There is optimism among Democrats that if any politician could usher in an era of unification, it would be Biden. More than 81 million Americans – a record – voted for him. A majority of Americans approve of how Biden handled his transition, and he takes office with a relatively high public approval rating.
“I think Joe Biden is basically the only person who could do that,” Bennett said, given “his whole story … the way he’s run his life, has been about bridging the differences and finding ways. ways to connect.
And while Biden doesn’t have everyone now singing from the same page, the dawn of his presidency – for Democrats who still remember Trump inaugural fire and brimstone – is still much more promising than it could have been otherwise.
“I think we have to look at the glass as half full, rather than half empty,” Harry Reid, the former Senate Majority Leader, said of the governing climate Biden inherits. “Why am I saying this? What kind of position would the Democrats be in if we had won only one Senate seat in Georgia?

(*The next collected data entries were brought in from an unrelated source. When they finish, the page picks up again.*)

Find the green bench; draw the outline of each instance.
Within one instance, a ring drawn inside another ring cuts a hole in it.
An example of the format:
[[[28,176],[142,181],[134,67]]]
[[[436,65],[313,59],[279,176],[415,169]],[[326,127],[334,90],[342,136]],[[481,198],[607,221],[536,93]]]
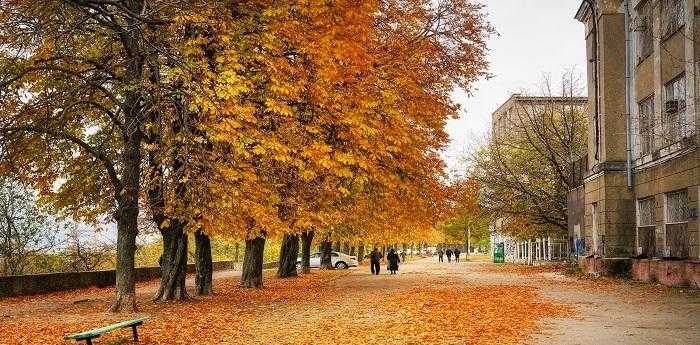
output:
[[[134,341],[139,341],[139,334],[136,331],[136,327],[141,326],[144,321],[148,320],[147,317],[142,317],[140,319],[133,319],[115,323],[113,325],[91,329],[89,331],[67,335],[63,337],[64,340],[75,340],[75,341],[85,341],[85,344],[92,345],[92,339],[97,338],[107,332],[111,332],[117,329],[131,327],[134,333]]]

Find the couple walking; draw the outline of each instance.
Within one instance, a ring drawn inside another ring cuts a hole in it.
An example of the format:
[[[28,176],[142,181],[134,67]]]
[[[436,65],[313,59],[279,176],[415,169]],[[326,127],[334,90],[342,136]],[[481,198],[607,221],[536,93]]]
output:
[[[372,270],[372,274],[379,275],[379,270],[380,270],[380,262],[384,258],[384,255],[379,252],[377,248],[374,248],[372,250],[372,253],[369,254],[369,259],[370,259],[370,266]],[[389,261],[389,266],[387,269],[391,274],[396,274],[396,272],[399,270],[399,262],[401,262],[401,259],[399,258],[399,254],[396,253],[394,248],[389,249],[389,254],[386,255],[386,260]]]
[[[442,251],[442,248],[438,249],[438,262],[444,262],[442,259],[443,255],[447,255],[447,262],[452,262],[452,255],[454,254],[455,256],[455,262],[459,262],[459,255],[462,254],[462,252],[459,251],[459,248],[455,248],[454,250],[447,248],[446,251]]]

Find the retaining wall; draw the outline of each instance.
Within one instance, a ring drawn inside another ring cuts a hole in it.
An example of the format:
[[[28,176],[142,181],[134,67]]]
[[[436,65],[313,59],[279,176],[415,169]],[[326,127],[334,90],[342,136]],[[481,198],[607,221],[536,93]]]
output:
[[[265,264],[265,268],[275,267],[277,263]],[[213,263],[214,271],[235,268],[233,261]],[[187,273],[196,271],[194,264],[187,265]],[[160,277],[160,267],[136,268],[136,281],[147,281]],[[22,276],[0,277],[0,297],[35,295],[47,292],[83,289],[88,287],[107,287],[116,284],[114,270],[90,272],[42,273]]]

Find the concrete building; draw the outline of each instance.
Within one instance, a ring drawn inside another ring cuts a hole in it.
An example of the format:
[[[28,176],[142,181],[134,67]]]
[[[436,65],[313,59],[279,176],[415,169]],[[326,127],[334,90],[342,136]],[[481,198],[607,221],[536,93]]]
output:
[[[498,139],[512,134],[514,127],[521,126],[521,116],[536,113],[538,109],[561,106],[584,108],[588,103],[587,97],[535,97],[519,93],[512,94],[491,114],[491,136]]]
[[[569,237],[589,272],[700,284],[696,0],[584,0],[590,130]]]

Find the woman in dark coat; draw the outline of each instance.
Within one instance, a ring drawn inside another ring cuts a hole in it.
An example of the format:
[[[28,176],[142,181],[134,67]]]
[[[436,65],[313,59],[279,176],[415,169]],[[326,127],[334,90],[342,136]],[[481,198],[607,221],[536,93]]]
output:
[[[389,261],[389,272],[396,274],[396,271],[399,270],[399,262],[401,262],[399,254],[396,254],[396,251],[392,248],[389,250],[389,254],[386,255],[386,259]]]

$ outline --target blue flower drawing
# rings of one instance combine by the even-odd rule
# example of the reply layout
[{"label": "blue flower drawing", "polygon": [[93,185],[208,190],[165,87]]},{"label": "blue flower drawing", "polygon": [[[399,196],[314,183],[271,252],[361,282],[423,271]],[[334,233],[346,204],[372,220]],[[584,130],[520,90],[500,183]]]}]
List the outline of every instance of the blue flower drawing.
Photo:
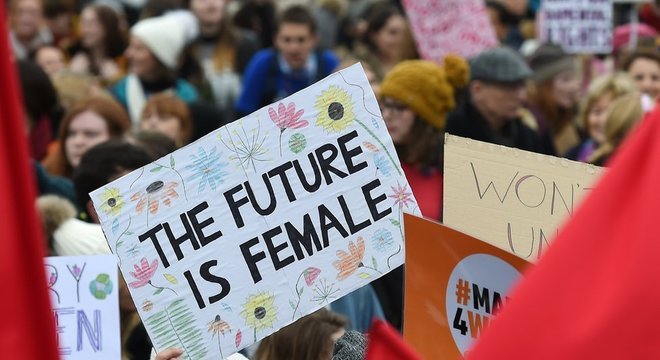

Reid, a longtime advocate for breaking down legislative filibuster, said Biden should give Republicans “a month or two or three” to “see if McConnell will try to be the reaper with everything,” scuttling legislation with systematic obstruction. If he does, Reid said, “We’re going to have to get rid of the filibuster.
This timing – a month or two or three – is important, because as divisive as things are for Biden today, partisan attitudes will likely only become more calcified once politicians focus on his early months. in power towards the midterm elections.
“They’re going to have to rush through whatever they can get in the first 100 days,” a Democratic adviser told major party donors. “They’re going to do a lot of shit, and the pork is going to go wild… Then you have to focus on the midterms.
Unity cannot be a problem, the adviser said, while in 2022, “we’re probably going to lose the House. Who f — knows on the Senate side of things. You have a very short window before you are a lame duck and there is nothing you can do.
This is partly an exaggeration. Government divided or not, Biden can still bend Washington’s arc significantly on his own. He has already signed executive orders to join the Paris climate accords and to overturn Trump’s travel ban in several Muslim-majority countries, among other measures.
“To try to end child separation, to join the Paris agreement to continue… the pause on deportations and student loan payments and to end the Muslim ban, all of these things are really important to people to say elections matter, ”said Randi Weingarten, president of the American Federation of Teachers.
Nonetheless, Weingarten said that in order for Biden and Harris to successfully meet the challenges they face – from an ongoing pandemic and an economic crisis to taking account of the nation’s democratic ideals – they will need to “ to break into an environment in which a considerable amount of the country lives in an alternate reality.
It will at least require unification around a set of shared facts, if nothing else. And the nation is not far from it.
“There’s no manual for this, and what Biden and Harris will be up against is great,” Weingarten said.